Table 3 Accuracy (CMC) in each step of the proposed method
Fig. 12
figure 12

Typical examples of failure cases using SVDNet + Self Similarity in TRiViD (first two rows) and PRID-11 [11] (last row)

5 Conclusion

In this paper, we propose a new person re-identification framework that is able to outperform existing re-identification schemes when applied on videos or sequence of frames. The method uses any CNN-based framework at the beginning (we have considered SVDNet). A self-similarity layer is used to refine the SVDNet scores. Finally, a temporal correlation layer is used to aggregate multiple query outputs and to match tubes. A query optimization has also been proposed to select an optimum set of images for a query tube.

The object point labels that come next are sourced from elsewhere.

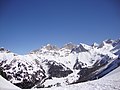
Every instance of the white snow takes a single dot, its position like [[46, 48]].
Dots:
[[109, 82], [6, 85]]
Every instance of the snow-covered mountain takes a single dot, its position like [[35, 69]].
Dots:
[[51, 66]]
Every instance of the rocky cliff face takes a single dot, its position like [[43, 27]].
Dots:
[[51, 66]]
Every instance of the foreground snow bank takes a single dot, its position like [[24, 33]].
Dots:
[[6, 85], [108, 82]]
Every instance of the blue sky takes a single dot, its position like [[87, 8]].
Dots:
[[29, 24]]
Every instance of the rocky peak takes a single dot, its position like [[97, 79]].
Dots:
[[50, 47], [79, 48], [69, 46]]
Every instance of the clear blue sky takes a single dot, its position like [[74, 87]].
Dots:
[[28, 24]]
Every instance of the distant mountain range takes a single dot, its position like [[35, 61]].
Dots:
[[51, 66]]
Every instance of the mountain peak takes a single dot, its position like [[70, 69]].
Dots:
[[69, 46], [50, 47]]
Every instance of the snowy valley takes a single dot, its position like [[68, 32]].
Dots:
[[71, 67]]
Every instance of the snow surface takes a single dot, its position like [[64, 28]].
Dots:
[[6, 85], [109, 82]]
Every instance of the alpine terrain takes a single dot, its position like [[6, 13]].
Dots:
[[51, 67]]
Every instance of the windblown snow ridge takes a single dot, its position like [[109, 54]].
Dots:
[[51, 66]]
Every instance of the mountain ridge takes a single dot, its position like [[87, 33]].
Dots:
[[52, 66]]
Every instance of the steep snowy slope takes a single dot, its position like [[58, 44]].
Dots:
[[108, 82], [51, 66], [6, 85]]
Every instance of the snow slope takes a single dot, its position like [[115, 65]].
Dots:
[[50, 66], [109, 82], [6, 85]]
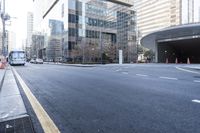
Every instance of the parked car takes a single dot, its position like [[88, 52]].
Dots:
[[39, 61], [32, 61]]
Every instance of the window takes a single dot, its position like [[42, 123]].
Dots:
[[72, 4]]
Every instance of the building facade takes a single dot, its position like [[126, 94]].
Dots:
[[154, 15], [11, 41], [88, 30], [29, 33], [37, 46]]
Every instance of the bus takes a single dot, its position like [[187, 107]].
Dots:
[[17, 58]]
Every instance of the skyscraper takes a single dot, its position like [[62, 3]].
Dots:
[[89, 30]]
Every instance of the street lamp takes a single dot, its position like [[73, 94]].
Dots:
[[5, 17]]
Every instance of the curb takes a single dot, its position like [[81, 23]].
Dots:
[[1, 83], [13, 115]]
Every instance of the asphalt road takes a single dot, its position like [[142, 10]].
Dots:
[[154, 98]]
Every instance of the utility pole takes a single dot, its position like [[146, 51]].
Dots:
[[3, 23], [4, 18]]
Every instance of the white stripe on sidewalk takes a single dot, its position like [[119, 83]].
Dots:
[[197, 81], [187, 70], [46, 122], [170, 78], [142, 75], [196, 101], [124, 73]]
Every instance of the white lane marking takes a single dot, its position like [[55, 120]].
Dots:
[[196, 101], [170, 78], [46, 122], [142, 75], [197, 81], [124, 73], [187, 70]]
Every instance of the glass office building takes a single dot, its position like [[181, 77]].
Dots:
[[87, 31]]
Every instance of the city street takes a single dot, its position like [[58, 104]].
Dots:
[[130, 98]]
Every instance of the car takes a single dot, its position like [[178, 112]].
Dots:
[[39, 61], [32, 61]]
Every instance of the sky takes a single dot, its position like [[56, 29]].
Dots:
[[17, 9]]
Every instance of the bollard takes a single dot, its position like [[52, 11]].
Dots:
[[188, 60], [167, 61], [2, 66]]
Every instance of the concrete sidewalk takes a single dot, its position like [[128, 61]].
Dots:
[[74, 65], [13, 114], [193, 66]]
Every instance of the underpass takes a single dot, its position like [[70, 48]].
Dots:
[[179, 51]]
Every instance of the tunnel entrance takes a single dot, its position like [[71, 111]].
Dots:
[[180, 49]]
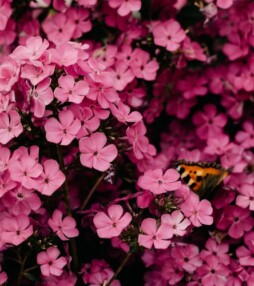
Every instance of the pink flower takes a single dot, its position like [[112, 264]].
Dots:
[[36, 74], [111, 225], [22, 201], [213, 272], [157, 183], [64, 228], [122, 75], [236, 220], [218, 145], [198, 212], [168, 34], [246, 137], [26, 171], [51, 178], [176, 222], [94, 154], [245, 255], [70, 90], [142, 66], [64, 55], [80, 17], [10, 126], [153, 235], [245, 197], [125, 6], [186, 256], [63, 131], [209, 123], [31, 53], [104, 93], [123, 114], [192, 85], [16, 229], [220, 251], [9, 72], [6, 184], [59, 28], [41, 95], [49, 263]]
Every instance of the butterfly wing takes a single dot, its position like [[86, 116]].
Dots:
[[201, 177]]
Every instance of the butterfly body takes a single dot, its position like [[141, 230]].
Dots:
[[201, 177]]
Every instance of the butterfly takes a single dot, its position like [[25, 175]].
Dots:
[[201, 177]]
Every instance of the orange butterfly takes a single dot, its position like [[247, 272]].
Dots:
[[201, 177]]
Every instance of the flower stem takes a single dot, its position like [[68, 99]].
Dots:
[[73, 246], [95, 186], [120, 268]]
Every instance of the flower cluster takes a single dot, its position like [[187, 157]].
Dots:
[[97, 101]]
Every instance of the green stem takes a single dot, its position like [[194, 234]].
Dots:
[[95, 186], [73, 246], [120, 268]]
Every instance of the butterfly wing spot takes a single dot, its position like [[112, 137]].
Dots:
[[201, 177]]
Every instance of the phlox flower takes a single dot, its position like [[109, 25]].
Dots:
[[213, 272], [104, 93], [80, 17], [246, 137], [71, 91], [58, 28], [63, 131], [136, 136], [5, 158], [89, 122], [5, 13], [41, 96], [158, 183], [245, 255], [26, 171], [15, 230], [36, 74], [21, 201], [218, 145], [123, 114], [245, 197], [94, 154], [198, 212], [236, 221], [122, 75], [168, 34], [9, 72], [50, 179], [124, 7], [171, 272], [64, 54], [153, 235], [64, 228], [142, 66], [186, 256], [192, 85], [49, 262], [6, 183], [220, 251], [111, 224], [32, 51], [10, 126], [176, 222]]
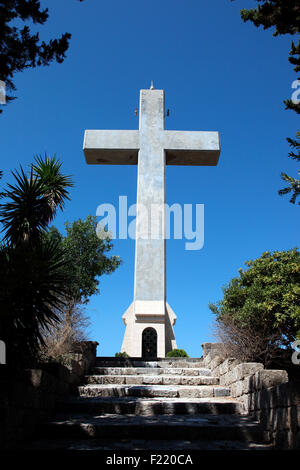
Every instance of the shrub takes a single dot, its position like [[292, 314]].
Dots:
[[122, 354]]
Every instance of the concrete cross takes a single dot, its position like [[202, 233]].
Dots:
[[151, 148]]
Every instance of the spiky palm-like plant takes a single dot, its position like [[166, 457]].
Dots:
[[32, 281]]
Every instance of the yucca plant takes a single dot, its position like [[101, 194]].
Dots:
[[32, 281]]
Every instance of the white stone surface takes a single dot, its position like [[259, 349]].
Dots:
[[152, 147]]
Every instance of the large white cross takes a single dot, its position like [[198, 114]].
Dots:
[[151, 148]]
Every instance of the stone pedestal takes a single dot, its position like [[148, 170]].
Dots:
[[149, 314]]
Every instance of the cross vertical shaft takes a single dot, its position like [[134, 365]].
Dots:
[[149, 320], [150, 253]]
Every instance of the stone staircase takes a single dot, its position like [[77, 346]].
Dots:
[[161, 404]]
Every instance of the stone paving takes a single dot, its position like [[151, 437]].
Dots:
[[152, 405]]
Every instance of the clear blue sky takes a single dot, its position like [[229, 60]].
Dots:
[[218, 74]]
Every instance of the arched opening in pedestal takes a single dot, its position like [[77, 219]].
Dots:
[[149, 342]]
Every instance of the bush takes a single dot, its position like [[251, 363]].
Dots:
[[259, 315], [123, 354], [177, 353]]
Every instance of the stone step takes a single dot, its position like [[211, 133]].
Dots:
[[150, 407], [201, 391], [191, 371], [184, 427], [159, 363], [151, 380], [155, 446]]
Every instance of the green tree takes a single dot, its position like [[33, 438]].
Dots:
[[86, 257], [284, 15], [264, 303], [19, 48], [32, 278]]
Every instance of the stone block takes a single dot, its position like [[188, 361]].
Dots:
[[175, 380], [237, 389], [221, 392], [246, 368], [293, 418], [134, 379], [215, 371], [216, 361], [152, 379], [216, 349], [248, 384], [228, 365]]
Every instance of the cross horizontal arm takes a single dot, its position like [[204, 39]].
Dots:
[[192, 147], [111, 147]]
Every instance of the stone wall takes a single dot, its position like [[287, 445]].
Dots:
[[28, 397], [267, 395]]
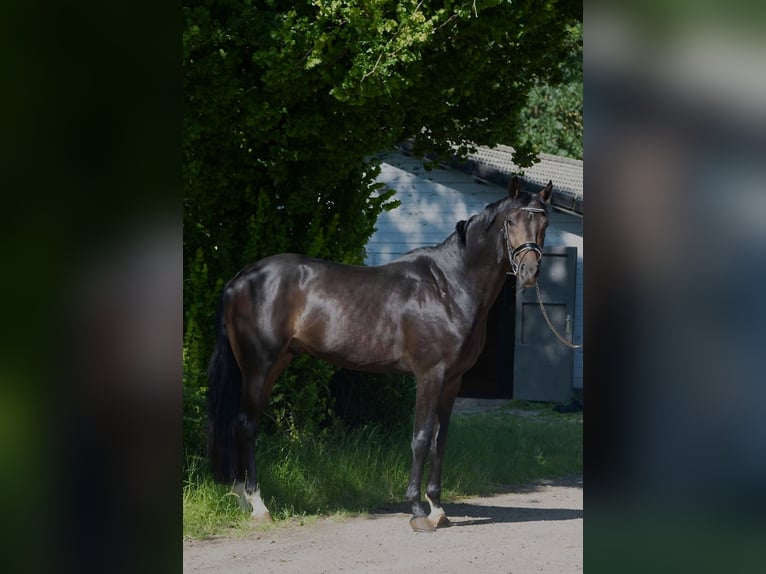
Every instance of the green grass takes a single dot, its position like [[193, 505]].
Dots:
[[351, 472]]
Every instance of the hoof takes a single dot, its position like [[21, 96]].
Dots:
[[439, 521], [259, 519], [421, 524]]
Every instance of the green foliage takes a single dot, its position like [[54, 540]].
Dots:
[[553, 116], [373, 399], [285, 106]]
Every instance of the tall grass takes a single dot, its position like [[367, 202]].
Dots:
[[356, 471]]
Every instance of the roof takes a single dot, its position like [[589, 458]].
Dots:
[[495, 165]]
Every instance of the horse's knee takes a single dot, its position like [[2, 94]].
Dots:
[[421, 443], [246, 427]]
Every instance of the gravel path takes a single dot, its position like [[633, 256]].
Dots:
[[533, 529]]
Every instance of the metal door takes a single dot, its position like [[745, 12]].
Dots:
[[543, 366]]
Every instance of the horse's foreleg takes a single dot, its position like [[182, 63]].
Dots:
[[437, 516], [422, 433]]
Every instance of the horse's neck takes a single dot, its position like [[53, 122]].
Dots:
[[480, 271]]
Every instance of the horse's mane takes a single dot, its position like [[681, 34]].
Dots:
[[488, 215]]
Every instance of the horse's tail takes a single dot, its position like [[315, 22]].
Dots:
[[224, 388]]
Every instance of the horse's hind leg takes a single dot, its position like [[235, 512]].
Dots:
[[256, 390]]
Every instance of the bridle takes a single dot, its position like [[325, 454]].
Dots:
[[518, 252]]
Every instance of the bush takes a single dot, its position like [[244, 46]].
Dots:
[[365, 399]]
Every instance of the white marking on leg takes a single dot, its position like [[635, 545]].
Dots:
[[252, 503], [239, 491], [260, 513], [437, 517]]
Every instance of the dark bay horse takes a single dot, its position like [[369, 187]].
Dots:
[[424, 314]]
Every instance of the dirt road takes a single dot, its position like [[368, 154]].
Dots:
[[535, 529]]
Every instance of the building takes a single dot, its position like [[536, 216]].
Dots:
[[522, 358]]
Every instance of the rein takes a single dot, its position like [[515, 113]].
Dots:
[[518, 252]]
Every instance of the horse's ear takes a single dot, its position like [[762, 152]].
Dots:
[[545, 193], [513, 187]]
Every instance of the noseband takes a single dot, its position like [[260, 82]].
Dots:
[[517, 253]]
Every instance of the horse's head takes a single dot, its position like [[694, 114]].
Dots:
[[524, 229]]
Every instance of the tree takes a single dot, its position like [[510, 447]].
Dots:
[[286, 103], [553, 115]]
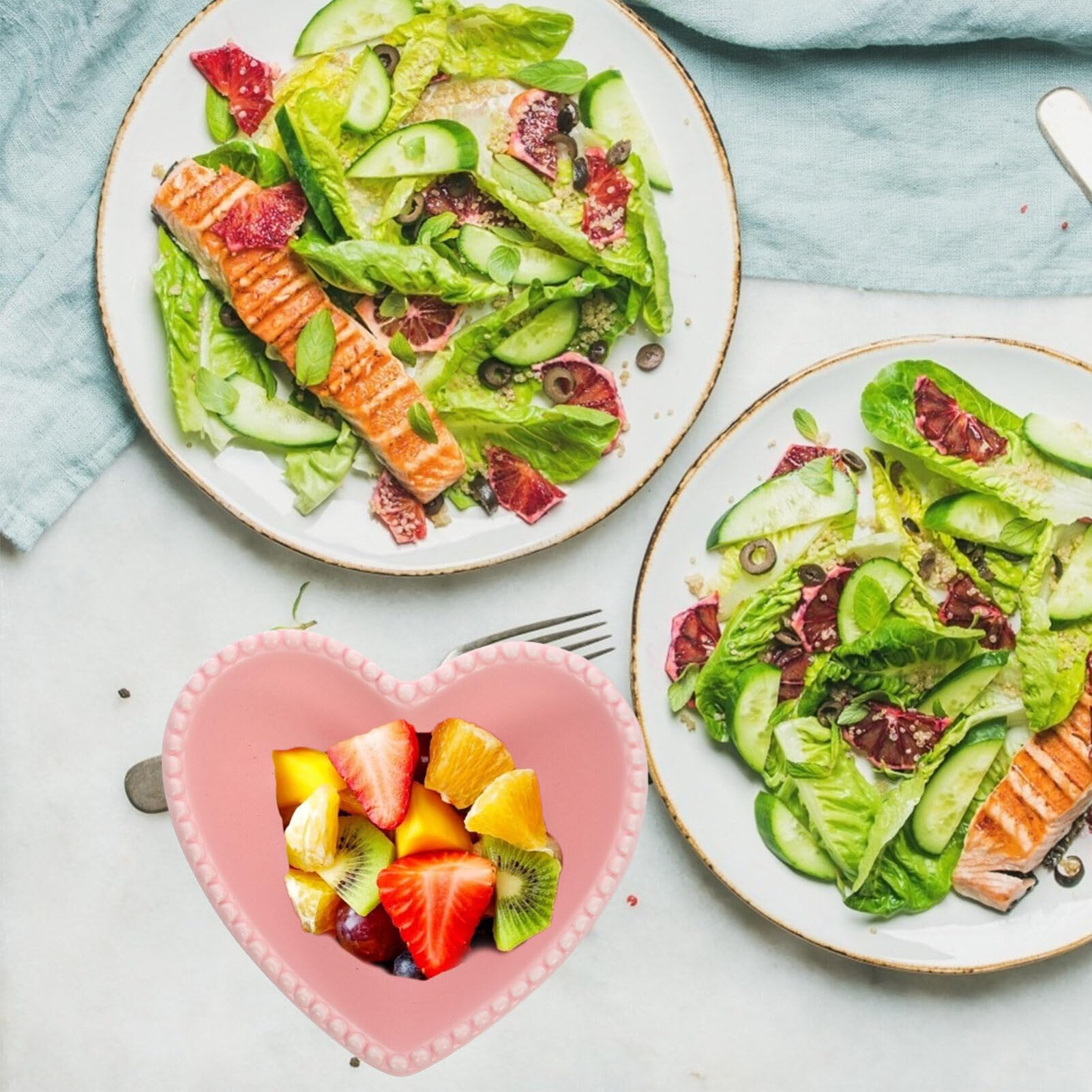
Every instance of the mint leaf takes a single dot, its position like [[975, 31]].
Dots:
[[566, 78], [402, 350], [870, 604], [503, 263], [521, 180], [218, 396], [819, 475], [314, 350], [1020, 535], [219, 118], [392, 306], [434, 226], [806, 425], [681, 690], [421, 423]]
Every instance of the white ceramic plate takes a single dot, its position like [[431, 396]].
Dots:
[[166, 121], [710, 794]]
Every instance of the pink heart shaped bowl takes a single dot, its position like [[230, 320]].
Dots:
[[557, 714]]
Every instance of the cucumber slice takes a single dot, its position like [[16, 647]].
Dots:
[[607, 106], [780, 505], [369, 102], [752, 700], [477, 244], [1064, 443], [1072, 601], [350, 22], [427, 147], [308, 180], [892, 579], [951, 788], [788, 839], [274, 421], [545, 336], [960, 687], [974, 517]]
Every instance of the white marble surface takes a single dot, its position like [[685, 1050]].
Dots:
[[116, 974]]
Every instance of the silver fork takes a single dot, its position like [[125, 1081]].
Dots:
[[145, 780]]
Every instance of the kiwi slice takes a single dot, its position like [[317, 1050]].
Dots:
[[364, 851], [527, 886]]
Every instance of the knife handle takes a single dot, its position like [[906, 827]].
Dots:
[[1065, 118]]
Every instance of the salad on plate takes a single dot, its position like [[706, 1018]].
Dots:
[[410, 254], [906, 675]]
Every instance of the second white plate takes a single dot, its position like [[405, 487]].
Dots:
[[709, 793]]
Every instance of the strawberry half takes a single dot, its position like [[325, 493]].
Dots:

Our study reveals that the proposed method outperforms in several cases as compared to the state-of-the-art single image-based, multiple images-based, and video-based re-identification methods. The computational is also reasonably low. It can be noted that the method can rank the tubes with an average increase in the CMC accuracy of 6-8% across multiple datasets. Also, our method significantly reduces the number of false positives.

One straight extension of the present work is to fuse methods like camera pose-based [9], video-based [19], and description-based [5]. It may lead to higher accuracy in complex situations. Also, group re-identification can be tried with the similar concept of tube guided analysis.